Em Goiânia, a equipe de professores do Curso de Pedagogia, está vivenciado a construção, construindo um movimento pedagógico contextual na compreensão dos Saberes, ou antes, está vivenciando uma Matriz Curricular em Rede de Saberes Contextuais. Ao nos entrarmos nesse barco não tínhamos a consciência do diâmetro, espessura e tamanho do “novelo” para tecer tal Rede, porque a teoria lida, relida, debatida e desejada por toda a equipe não contempla as dimensões peculiares do cotidiano e, que só a vivência pode revelar e “reteorizar” a dinâmica do conhecimento; como expõe Azevedo (2001: 60):
“A rede como metáfora, com seus fios, seus nós e seus espaços esgarçados, nos permite historicizar a nós mesmos, a nossos pensamentos e a nossos atos, se entendemos que nada surge do nada, que tudo, de alguma forma está ligado a tudo, aí incluídos os imprevistos, os acasos, os lapsos, as fraquezas. Se por historicizar entendemos puxar os fios, desenovelar, desdobrar as redes ou, ao contrário, enredar fios, a metáfora escolhida ajuda, como tantas outras usadas, a organizar os acontecimentos.”

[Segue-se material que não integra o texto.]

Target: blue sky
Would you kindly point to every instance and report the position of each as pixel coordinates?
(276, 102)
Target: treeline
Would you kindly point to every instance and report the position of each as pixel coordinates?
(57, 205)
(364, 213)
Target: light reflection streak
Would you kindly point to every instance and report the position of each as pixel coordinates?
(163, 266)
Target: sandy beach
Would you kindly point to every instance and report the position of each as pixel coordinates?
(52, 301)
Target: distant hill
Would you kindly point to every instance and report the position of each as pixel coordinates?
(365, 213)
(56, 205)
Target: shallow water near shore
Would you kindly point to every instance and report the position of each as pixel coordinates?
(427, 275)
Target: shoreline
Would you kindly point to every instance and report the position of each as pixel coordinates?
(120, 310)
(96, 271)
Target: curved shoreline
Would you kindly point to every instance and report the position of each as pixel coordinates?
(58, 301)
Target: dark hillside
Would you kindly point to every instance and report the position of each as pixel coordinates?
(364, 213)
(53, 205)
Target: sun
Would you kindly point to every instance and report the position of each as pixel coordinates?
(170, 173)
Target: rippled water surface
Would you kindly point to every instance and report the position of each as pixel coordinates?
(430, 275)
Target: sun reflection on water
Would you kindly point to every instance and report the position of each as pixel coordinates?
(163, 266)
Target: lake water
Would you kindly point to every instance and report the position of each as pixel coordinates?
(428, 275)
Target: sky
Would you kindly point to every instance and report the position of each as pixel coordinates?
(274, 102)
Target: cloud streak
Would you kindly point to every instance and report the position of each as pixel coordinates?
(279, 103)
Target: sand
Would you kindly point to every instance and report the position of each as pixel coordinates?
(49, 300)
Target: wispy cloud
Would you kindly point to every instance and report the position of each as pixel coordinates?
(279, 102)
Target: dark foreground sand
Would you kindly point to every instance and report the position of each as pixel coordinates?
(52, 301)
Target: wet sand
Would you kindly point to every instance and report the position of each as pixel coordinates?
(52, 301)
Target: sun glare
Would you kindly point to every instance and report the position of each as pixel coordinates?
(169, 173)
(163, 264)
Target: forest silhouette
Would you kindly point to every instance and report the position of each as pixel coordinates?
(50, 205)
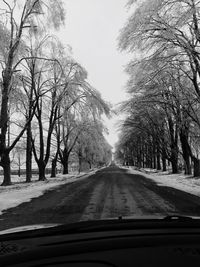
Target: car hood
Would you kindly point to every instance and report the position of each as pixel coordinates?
(27, 228)
(93, 223)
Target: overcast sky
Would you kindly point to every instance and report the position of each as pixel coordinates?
(92, 28)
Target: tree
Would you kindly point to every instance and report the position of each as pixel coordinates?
(13, 32)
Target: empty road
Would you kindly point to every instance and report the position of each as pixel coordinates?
(111, 192)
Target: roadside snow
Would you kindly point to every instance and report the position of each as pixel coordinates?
(186, 183)
(13, 195)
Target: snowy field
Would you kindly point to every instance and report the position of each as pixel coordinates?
(19, 192)
(186, 183)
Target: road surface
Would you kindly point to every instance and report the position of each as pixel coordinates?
(111, 192)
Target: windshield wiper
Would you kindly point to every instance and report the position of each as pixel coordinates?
(180, 218)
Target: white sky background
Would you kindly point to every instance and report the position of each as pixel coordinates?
(92, 28)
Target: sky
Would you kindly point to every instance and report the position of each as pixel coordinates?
(91, 29)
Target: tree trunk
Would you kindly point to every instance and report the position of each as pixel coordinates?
(186, 150)
(65, 163)
(5, 163)
(158, 161)
(79, 164)
(174, 162)
(196, 167)
(28, 155)
(164, 164)
(41, 167)
(53, 167)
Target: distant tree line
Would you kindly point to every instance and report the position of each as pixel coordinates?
(47, 107)
(162, 124)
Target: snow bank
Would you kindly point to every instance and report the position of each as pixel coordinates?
(13, 195)
(186, 183)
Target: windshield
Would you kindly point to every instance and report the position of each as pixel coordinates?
(99, 110)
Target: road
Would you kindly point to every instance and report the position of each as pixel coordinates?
(111, 192)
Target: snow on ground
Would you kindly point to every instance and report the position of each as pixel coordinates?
(186, 183)
(19, 192)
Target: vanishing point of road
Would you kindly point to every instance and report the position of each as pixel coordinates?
(110, 192)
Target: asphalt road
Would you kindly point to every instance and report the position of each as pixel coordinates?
(111, 192)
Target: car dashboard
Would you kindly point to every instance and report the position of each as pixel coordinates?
(152, 244)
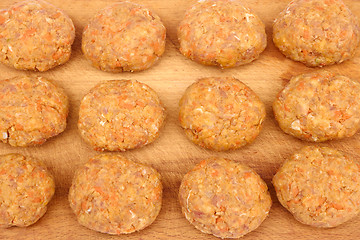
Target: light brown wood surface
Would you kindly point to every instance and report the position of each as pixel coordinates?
(173, 154)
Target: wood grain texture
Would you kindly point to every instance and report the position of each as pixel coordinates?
(172, 154)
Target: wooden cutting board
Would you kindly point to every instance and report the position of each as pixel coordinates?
(173, 154)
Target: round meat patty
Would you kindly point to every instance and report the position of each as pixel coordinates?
(222, 33)
(319, 106)
(124, 37)
(113, 195)
(26, 187)
(119, 115)
(35, 35)
(320, 186)
(224, 198)
(221, 113)
(317, 32)
(32, 109)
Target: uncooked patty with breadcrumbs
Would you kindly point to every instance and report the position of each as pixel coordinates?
(26, 187)
(319, 106)
(35, 35)
(221, 113)
(119, 115)
(113, 195)
(222, 33)
(124, 37)
(32, 109)
(224, 198)
(320, 186)
(317, 32)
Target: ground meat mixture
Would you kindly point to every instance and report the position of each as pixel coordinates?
(35, 35)
(119, 115)
(26, 187)
(124, 37)
(317, 32)
(320, 186)
(224, 198)
(32, 109)
(221, 113)
(222, 33)
(319, 106)
(113, 195)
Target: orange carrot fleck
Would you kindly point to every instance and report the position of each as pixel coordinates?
(2, 19)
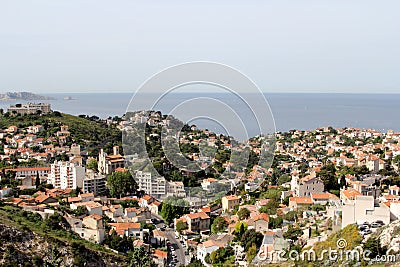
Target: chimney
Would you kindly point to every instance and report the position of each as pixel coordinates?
(116, 150)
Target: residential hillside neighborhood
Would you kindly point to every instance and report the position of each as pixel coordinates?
(320, 186)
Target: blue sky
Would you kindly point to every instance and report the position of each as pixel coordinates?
(343, 46)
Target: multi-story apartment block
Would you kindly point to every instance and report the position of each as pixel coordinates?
(66, 175)
(197, 222)
(154, 186)
(94, 183)
(229, 203)
(306, 186)
(29, 108)
(109, 163)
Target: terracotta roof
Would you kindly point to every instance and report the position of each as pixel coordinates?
(94, 216)
(233, 197)
(202, 215)
(120, 228)
(323, 196)
(160, 254)
(301, 200)
(351, 193)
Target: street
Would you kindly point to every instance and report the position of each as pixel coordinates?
(179, 250)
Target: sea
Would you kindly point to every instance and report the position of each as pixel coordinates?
(303, 111)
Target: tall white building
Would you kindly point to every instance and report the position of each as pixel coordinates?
(154, 186)
(109, 163)
(94, 183)
(66, 175)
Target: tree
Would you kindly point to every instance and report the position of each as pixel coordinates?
(180, 226)
(92, 164)
(243, 214)
(121, 183)
(373, 244)
(240, 228)
(251, 237)
(219, 224)
(139, 257)
(327, 175)
(173, 208)
(293, 233)
(37, 181)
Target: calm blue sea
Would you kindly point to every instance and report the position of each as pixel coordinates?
(290, 111)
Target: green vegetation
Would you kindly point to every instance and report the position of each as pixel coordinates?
(173, 208)
(121, 184)
(219, 225)
(89, 132)
(53, 227)
(180, 226)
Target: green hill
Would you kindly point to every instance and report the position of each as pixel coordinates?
(90, 132)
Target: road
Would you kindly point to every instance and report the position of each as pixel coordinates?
(179, 249)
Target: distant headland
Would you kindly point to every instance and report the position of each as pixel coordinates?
(23, 96)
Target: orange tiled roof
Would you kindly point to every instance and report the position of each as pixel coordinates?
(301, 200)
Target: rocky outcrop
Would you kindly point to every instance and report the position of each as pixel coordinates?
(18, 247)
(390, 236)
(23, 96)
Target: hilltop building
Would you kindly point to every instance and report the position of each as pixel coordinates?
(29, 108)
(109, 163)
(66, 175)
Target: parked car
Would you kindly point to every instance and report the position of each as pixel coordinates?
(366, 232)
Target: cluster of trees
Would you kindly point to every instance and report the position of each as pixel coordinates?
(121, 184)
(121, 244)
(173, 208)
(221, 257)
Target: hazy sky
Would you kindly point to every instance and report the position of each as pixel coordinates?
(284, 46)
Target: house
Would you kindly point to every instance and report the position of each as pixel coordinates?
(297, 202)
(209, 184)
(207, 247)
(349, 195)
(160, 258)
(93, 228)
(114, 211)
(109, 163)
(45, 199)
(197, 222)
(229, 202)
(308, 185)
(364, 209)
(159, 237)
(4, 192)
(322, 198)
(259, 222)
(91, 206)
(90, 227)
(128, 229)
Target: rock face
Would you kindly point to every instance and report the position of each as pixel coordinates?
(390, 236)
(20, 247)
(23, 96)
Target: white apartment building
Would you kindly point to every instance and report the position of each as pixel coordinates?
(158, 186)
(364, 209)
(66, 175)
(94, 183)
(109, 163)
(29, 108)
(154, 186)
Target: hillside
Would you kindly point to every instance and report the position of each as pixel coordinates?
(90, 132)
(23, 96)
(25, 238)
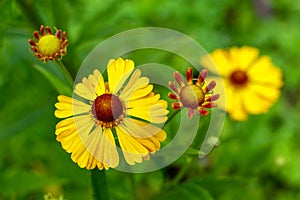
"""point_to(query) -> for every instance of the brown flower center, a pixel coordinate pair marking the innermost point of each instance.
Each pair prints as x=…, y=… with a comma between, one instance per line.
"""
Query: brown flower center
x=191, y=96
x=109, y=110
x=239, y=78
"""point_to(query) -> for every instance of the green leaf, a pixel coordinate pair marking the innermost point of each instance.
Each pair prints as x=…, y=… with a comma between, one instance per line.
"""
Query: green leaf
x=188, y=190
x=59, y=85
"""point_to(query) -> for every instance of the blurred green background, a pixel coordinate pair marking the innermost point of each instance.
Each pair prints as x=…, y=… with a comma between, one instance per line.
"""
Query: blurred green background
x=256, y=159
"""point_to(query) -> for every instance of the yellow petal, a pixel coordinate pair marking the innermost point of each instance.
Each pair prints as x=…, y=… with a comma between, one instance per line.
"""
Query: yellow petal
x=110, y=155
x=139, y=83
x=142, y=92
x=97, y=82
x=132, y=150
x=67, y=107
x=139, y=129
x=84, y=91
x=118, y=71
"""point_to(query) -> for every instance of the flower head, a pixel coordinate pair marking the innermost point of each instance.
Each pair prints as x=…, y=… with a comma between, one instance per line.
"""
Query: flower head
x=194, y=96
x=47, y=46
x=122, y=111
x=252, y=82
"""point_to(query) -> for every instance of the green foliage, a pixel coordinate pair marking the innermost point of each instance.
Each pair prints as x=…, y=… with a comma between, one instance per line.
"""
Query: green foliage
x=256, y=159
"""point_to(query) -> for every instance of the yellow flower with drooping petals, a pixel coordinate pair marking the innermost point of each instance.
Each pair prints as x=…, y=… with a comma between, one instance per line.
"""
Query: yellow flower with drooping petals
x=252, y=82
x=121, y=112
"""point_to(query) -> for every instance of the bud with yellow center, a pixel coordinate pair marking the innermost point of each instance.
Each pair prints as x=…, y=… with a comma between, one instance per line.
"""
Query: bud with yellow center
x=49, y=46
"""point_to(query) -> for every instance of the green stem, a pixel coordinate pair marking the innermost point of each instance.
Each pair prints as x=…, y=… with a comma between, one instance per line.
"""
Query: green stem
x=172, y=116
x=99, y=184
x=66, y=72
x=133, y=186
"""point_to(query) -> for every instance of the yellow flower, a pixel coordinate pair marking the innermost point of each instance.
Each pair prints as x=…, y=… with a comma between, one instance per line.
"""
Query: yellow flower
x=49, y=46
x=197, y=96
x=252, y=82
x=122, y=111
x=50, y=196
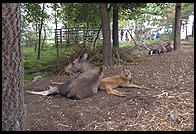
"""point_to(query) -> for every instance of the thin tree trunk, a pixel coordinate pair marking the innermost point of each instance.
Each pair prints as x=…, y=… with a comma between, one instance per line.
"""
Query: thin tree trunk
x=43, y=39
x=100, y=30
x=132, y=38
x=13, y=109
x=57, y=46
x=105, y=21
x=115, y=26
x=36, y=36
x=39, y=44
x=177, y=27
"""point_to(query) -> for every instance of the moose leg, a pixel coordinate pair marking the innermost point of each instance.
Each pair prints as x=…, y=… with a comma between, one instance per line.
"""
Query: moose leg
x=132, y=85
x=52, y=90
x=56, y=83
x=115, y=92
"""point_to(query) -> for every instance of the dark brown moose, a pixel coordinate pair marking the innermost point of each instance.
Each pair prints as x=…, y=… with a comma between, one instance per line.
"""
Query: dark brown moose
x=84, y=85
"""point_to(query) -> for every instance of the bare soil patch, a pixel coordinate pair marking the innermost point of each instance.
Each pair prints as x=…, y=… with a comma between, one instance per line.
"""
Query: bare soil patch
x=169, y=105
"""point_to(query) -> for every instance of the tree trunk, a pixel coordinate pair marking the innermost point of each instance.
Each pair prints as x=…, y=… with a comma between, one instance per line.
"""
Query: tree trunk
x=36, y=36
x=40, y=30
x=43, y=39
x=193, y=29
x=56, y=38
x=99, y=31
x=177, y=27
x=13, y=109
x=115, y=26
x=105, y=21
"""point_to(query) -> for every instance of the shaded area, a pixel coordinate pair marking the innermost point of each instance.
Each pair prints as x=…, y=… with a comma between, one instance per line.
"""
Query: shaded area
x=169, y=105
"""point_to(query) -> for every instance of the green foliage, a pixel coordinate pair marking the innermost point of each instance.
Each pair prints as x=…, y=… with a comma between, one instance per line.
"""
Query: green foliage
x=191, y=40
x=76, y=14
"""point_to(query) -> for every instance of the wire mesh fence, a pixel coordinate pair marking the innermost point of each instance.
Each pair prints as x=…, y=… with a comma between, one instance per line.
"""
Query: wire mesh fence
x=13, y=109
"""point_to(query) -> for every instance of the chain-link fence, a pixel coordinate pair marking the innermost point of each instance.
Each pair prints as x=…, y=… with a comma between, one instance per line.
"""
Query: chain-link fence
x=13, y=110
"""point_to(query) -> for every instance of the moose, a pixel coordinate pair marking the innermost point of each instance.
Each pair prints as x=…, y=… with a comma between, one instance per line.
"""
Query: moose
x=84, y=85
x=163, y=48
x=88, y=81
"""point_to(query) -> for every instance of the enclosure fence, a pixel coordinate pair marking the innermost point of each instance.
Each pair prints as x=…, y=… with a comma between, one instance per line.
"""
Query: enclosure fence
x=13, y=109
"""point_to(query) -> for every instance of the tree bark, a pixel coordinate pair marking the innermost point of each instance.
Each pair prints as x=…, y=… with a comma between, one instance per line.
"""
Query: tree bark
x=105, y=21
x=56, y=37
x=43, y=39
x=36, y=37
x=100, y=30
x=41, y=24
x=13, y=109
x=115, y=26
x=177, y=28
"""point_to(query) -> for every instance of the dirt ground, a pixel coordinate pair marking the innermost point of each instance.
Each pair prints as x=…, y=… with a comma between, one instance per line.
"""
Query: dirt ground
x=169, y=105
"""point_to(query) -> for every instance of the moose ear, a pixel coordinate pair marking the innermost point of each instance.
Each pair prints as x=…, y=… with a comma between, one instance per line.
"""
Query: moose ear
x=85, y=56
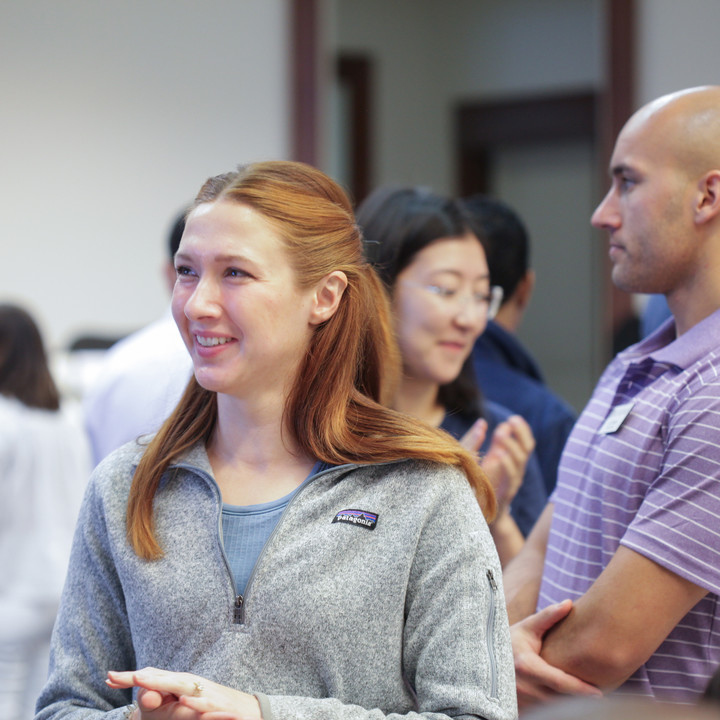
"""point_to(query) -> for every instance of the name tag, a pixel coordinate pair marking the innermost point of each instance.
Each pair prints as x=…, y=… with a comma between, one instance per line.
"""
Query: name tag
x=613, y=422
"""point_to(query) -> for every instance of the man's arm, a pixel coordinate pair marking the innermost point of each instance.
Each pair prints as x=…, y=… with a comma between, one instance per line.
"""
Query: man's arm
x=620, y=621
x=522, y=576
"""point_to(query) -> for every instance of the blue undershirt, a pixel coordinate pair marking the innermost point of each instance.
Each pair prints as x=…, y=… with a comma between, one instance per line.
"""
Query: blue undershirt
x=246, y=529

Nesse fazer pedagógico caem as máscaras das teorias, conceituações, proposituras isoladas, ou sem o seu elo com a prática coletiva e individual do conhecer, do ser, do fazer, do refletir, do redimensionar, do (re) conhecer. Nesse sentido, o saber não é somente intelectualização, experimentação, memorização e concretização de informações. Contudo, além dos aspectos evidenciados nas muitas teorias acerca do conhecimento e como deve ser processado, o saber passa a ser investimento intencional, emocional, dialógico, vivencial, sincrônico.
A
proposta do ensino em Redes de Saberes
Contextuais preconiza processos de ensino e de aprendizagem complexos e
dinâmicos. Algumas vezes situações (fatos e fenômenos para sermos mais
técnicas), ocorrem quando ainda não temos instrumentos e referenciais adequados
para “fazer acontecer” e compreender a sua dinâmica. Tal trabalho que o curso
se propõe a realizar é
ousado, criativo e, acima de tudo, tem como desafio maior uma vontade de
construir um conhecimento mais próximo da realidade dos nossos alunos e professores.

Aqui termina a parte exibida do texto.